The Appellate Division Reverses Defining “Marital Status” More Broadly
The Appellate Division reversed last summer. The court began its analysis by noting that (i) the LAD does not define “marital status,” (ii) New Jersey courts “have not expressly addressed whether the term encompasses status as a divorced person, or a person about to be divorced,” and (iii) “[t]he legislative history is also un-illuminating on the subject.” In assigning the term “marital status” a broad meaning, the court concluded:
In the absence of a narrow definition, we reject the trial court’s interpretation that “marital status” encompasses only two states of being: married, and unmarried. Rather, we accord LAD a liberal reading in view of its remedial purpose. … Consequently, we interpret “marital status” to encompass the state of being divorced. Divorce unquestionably affects marital status. Particularly given modern trends, it would significantly undermine the marital status protection, if an employer could freely discriminate against persons who choose to divorce. … “Marital status” necessarily embraces stages preliminary to marriage—one’s engagement to be married. The term also covers stages preliminary to marital dissolution—separation and involvement in divorce proceedings. The apparent purpose of the ban on marital-status-based discrimination is to shield persons from an employer’s interference in one of the most personal decisions an individual makes—whether to marry, and to remain married.
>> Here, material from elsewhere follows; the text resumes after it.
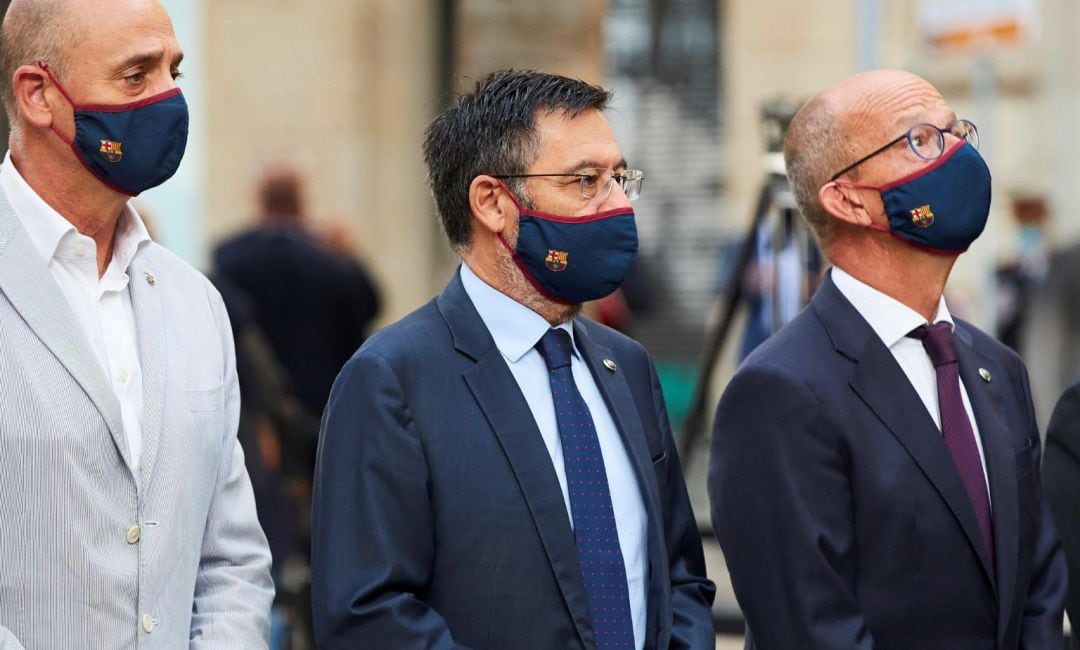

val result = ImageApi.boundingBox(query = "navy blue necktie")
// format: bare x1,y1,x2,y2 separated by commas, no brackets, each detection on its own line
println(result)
537,329,635,648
In addressing the employer’s stated reason for termination (i.e., the divorce’s anticipated impact on plaintiff’s job performance), the court explained:
LAD does not bar an employer from taking employment action against a divorcing employee who actually demonstrates antagonism, incivility, or lack of professionalism. That would constitute an employment action based on a person’s conduct, not his or her status. See N.J.S.A. 10:5-2.1 (permitting discrimination “on the basis of competence, performance, conduct or any other reasonable standards” (emphasis added)). However, here, [the employer] responded not to any actual proved conduct. Rather, it acted on a fear, apparently based in stereotype, that such conduct would follow. [The employer’s] assumption that a divorcing person is unable to perform his or her job is functionally the same as an employer’s prohibited assumption that a female worker cannot perform certain physical labor, or a worker of a certain age lacks the energy to complete assigned tasks.
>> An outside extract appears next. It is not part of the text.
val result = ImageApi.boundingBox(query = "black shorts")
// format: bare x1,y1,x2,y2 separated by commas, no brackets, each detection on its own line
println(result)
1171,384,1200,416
The Supreme Court Hears Oral Argument Over the Issue
At oral argument last week, the employer’s nuanced approach took an ever-so-slightly different tack, as it argued that its termination decision was based on a judgment about the impact on the workplace of the divorce, not a judgment or stereotype of divorce itself. Whether that carries the day remains to be seen. In the meantime, employers would be well-advised to refrain from making personnel decisions based on “marital status” defined as broadly as possible to include, an employee’s or applicant’s status of being married, remarried, engaged to be married, single, separated, divorced, widowed and so on.